The SEQTEST Procedure

Boundary Adjustments for Overlapping Lower and Upper $\bbeta $ Boundaries

In the SEQTEST procedure, the $\alpha $ and $\beta $ spending values at the stages are used to derive the boundary values for the trial. For a two-sided design with early stopping to accept $H_0$, or to either reject or accept $H_0$, a zero $\beta $ spending at an interim stage sets the $\beta $ boundary values to missing. A small $\beta $ spending at the current or subsequent interim stage might result in overlapping of the lower and upper $\beta $ boundaries for the two corresponding one-sided tests. Specifically, this form of overlapping occurs at an interim stage k if the upper $\beta $ boundary value that is derived from the one-sided test for the upper alternative is less than the lower $\beta $ boundary value that is derived from the one-sided test for the lower alternative (Kittelson and Emerson 1999, pp. 881–882; Rudser and Emerson 2007, p. 6). You can use the BETAOVERLAP= option to specify how this type of overlapping is to be handled.

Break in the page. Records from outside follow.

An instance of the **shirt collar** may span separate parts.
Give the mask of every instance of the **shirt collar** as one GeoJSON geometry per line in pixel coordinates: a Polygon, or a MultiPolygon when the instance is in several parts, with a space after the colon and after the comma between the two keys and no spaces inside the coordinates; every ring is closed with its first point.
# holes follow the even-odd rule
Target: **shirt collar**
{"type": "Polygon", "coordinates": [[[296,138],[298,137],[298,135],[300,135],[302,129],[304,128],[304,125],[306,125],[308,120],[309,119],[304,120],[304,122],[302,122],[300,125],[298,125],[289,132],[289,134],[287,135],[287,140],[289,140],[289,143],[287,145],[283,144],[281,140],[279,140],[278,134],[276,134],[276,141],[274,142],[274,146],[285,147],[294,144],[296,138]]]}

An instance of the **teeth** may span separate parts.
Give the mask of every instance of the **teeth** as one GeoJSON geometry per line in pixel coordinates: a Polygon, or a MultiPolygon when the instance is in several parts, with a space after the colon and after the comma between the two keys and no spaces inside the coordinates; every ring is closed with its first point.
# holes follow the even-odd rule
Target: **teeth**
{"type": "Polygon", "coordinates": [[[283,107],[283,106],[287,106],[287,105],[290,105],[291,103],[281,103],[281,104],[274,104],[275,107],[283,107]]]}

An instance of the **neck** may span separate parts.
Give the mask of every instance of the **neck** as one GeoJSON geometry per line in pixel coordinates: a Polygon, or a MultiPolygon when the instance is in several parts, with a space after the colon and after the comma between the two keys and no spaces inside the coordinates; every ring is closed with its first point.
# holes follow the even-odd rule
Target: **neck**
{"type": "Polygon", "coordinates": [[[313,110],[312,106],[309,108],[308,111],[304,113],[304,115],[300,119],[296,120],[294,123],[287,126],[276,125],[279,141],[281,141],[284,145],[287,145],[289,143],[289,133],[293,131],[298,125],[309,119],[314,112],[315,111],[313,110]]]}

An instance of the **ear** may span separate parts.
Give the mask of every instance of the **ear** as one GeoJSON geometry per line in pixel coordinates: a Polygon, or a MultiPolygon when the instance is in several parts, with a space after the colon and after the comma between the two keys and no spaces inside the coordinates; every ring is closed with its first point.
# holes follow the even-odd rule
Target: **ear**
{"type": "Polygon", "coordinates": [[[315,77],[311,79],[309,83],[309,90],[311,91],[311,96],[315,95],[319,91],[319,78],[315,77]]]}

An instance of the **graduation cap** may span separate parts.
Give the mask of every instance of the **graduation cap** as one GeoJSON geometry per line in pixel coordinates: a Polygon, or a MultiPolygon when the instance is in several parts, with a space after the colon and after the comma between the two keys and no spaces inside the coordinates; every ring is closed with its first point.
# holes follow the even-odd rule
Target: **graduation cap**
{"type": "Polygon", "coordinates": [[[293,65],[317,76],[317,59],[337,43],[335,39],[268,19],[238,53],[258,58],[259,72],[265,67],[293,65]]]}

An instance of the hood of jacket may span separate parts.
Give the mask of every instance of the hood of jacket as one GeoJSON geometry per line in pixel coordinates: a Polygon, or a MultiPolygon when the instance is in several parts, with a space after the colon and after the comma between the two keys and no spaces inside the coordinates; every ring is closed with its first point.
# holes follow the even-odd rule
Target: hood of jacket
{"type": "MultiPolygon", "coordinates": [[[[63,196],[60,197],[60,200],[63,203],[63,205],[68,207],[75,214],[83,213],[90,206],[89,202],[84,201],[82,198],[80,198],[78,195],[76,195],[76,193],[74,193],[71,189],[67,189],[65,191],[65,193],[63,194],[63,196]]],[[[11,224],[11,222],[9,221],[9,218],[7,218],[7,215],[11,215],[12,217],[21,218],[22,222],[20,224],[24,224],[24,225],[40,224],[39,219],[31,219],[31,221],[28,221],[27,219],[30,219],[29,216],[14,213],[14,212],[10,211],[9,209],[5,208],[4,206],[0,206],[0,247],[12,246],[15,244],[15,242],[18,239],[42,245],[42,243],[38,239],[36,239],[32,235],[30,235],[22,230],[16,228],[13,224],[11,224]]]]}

If BETAOVERLAP=ADJUST (which is the default) is specified, the procedure derives the boundary values for the two-sided design and then checks for overlapping of the two one-sided $\beta $ boundaries at the current and subsequent interim stages. If overlapping occurs at a particular stage, the $\beta $ boundary values for the two-sided design are set to missing (so the trial does not stop to accept the null hypothesis at this stage), and the $\beta $ spending values at subsequent stages are adjusted proportionally as follows.

If the $\beta $ boundary values are set to missing at stage k in a K-stage trial, the adjusted $\beta $ spending value at stage k, $e’_{k}$, is updated for these missing $\beta $ boundary values, and then the $\beta $ spending values at subsequent stages are adjusted proportionally by

\[ e’_{j} = e’_{k} + \frac{e_{j}-e_{k}}{e_{K}-e_{k}} \; (e_{K}-e’_{k}) \]

for $j=k+1, \ldots , K$, where $e_{j}$ and $e’_{j}$ are cumulative $\beta $ spending values at stage j before and after the adjustment, respectively.

After all these adjusted $\beta $ spending values are computed, the boundary values are then further modified for these adjusted $\beta $ spending values.

If you specify BETAOVERLAP=NOADJUST, no adjustment is made when overlapping of one-sided $\beta $ boundaries occurs.